Just two days earlier, the day Hurricane Harvey was supposed to make landfall, all I thought about was rejoicing that we might miss that test or that essay the next day. But after two-and-a-half weeks of canceled school, constant rainfall, fear of losing everything, and rising flood water, all I wanted to do was return to normal. But now I realize that it’s impossible for Houston to return to the way it was before Harvey.
Hundreds of thousands of people will return to their flood-stricken homes only to tear them apart from the inside out and completely rebuild their lives. Watching once-familiar roads and neighborhoods turn into rivers and lakes is a feeling I cannot shake. My city was drowning, and I felt helpless. I couldn’t stop the water from rising. I couldn’t stop the places that I grew up in and drove through every day from disappearing under nature’s wrath. But the things that I could do and the things I saw are a testament to the power of community and the will of this city.
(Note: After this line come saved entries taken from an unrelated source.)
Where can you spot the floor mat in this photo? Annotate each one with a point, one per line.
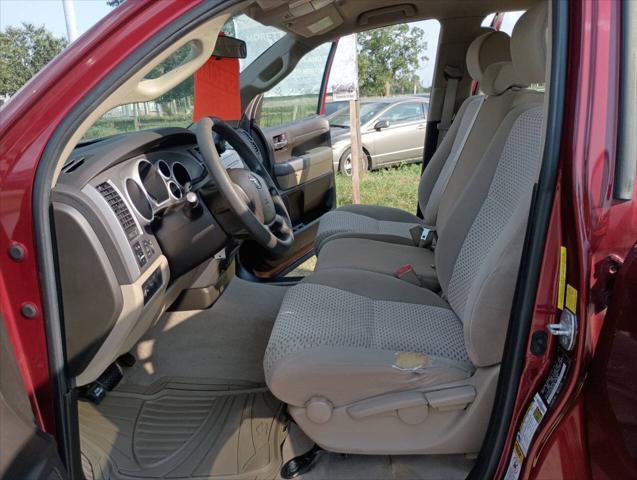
(227, 340)
(180, 428)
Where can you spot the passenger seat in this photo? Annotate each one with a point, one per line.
(501, 84)
(371, 365)
(394, 225)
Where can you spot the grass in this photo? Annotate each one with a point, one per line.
(390, 187)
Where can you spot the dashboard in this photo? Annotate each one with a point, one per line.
(132, 233)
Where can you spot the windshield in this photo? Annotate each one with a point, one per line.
(175, 107)
(368, 111)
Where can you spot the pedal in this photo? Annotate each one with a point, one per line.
(127, 360)
(302, 464)
(107, 381)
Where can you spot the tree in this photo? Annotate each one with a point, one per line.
(388, 60)
(24, 51)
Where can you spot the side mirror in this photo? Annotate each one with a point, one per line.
(381, 124)
(230, 47)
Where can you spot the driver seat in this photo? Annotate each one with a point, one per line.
(368, 363)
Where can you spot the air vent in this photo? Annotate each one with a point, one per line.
(73, 165)
(121, 210)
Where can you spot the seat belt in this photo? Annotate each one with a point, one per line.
(430, 213)
(452, 76)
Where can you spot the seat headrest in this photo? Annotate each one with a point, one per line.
(489, 48)
(498, 78)
(529, 44)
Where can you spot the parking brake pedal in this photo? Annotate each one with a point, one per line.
(302, 464)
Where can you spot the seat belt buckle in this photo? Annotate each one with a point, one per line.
(407, 273)
(424, 235)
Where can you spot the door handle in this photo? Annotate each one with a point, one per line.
(280, 145)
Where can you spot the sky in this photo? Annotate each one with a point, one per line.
(50, 13)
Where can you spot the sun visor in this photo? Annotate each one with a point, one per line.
(217, 89)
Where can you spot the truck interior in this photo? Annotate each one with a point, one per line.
(192, 350)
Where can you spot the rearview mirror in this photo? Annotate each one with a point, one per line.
(381, 124)
(230, 47)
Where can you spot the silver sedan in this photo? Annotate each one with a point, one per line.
(392, 132)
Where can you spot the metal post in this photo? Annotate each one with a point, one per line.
(355, 132)
(69, 17)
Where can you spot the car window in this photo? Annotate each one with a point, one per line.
(368, 111)
(298, 95)
(404, 113)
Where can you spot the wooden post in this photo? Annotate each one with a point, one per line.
(356, 151)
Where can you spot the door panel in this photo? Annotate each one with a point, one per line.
(303, 170)
(302, 151)
(611, 392)
(25, 451)
(295, 142)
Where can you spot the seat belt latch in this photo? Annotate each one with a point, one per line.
(422, 236)
(408, 274)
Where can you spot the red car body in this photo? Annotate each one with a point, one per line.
(585, 218)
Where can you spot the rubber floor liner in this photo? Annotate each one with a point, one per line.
(183, 430)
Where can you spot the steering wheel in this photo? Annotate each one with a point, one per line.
(253, 198)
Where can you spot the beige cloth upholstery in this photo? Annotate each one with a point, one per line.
(380, 257)
(529, 43)
(393, 225)
(491, 47)
(331, 346)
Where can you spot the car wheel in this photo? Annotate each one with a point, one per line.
(345, 164)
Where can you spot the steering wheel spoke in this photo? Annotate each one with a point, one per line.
(253, 198)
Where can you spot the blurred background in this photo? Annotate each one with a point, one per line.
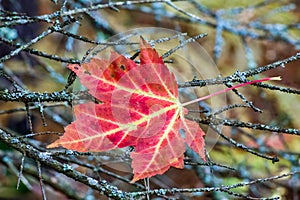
(242, 35)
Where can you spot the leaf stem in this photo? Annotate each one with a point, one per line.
(231, 88)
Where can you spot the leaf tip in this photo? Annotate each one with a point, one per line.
(143, 43)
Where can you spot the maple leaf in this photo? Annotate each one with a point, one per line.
(140, 108)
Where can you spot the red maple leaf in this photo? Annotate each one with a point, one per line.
(140, 108)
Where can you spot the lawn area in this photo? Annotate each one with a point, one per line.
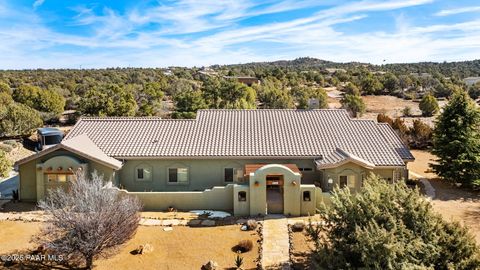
(182, 248)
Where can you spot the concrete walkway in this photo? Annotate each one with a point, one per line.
(276, 245)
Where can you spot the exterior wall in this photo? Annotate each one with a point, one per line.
(308, 207)
(218, 198)
(356, 170)
(241, 208)
(32, 174)
(28, 181)
(291, 190)
(203, 173)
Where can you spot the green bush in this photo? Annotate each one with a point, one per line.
(5, 164)
(6, 148)
(389, 226)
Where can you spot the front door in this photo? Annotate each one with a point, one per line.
(274, 194)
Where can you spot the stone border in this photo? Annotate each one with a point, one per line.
(260, 244)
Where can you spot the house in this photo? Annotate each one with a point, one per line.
(471, 80)
(246, 161)
(244, 79)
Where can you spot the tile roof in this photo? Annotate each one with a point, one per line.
(392, 137)
(81, 145)
(243, 134)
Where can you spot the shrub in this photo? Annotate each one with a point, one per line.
(238, 262)
(407, 111)
(244, 246)
(429, 105)
(298, 226)
(88, 220)
(12, 143)
(6, 148)
(389, 226)
(251, 224)
(5, 164)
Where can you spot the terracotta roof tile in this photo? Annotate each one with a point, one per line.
(245, 133)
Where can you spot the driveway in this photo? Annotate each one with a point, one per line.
(9, 184)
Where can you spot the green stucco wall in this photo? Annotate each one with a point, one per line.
(203, 174)
(33, 184)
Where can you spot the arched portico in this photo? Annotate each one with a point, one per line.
(275, 188)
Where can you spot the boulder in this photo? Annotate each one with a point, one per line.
(210, 265)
Never before had I seen shelters and donation centers receive so much support that they had to turn away volunteers and donations. Never before had I witnessed so many fellow Houstonians, Texans, and Americans drive their boats hundreds of miles to pull people out of the flood waters, or open up their homes, businesses, and schools to others as shelters. The power of a nation and world coming together is truly a lighthouse amid the storm.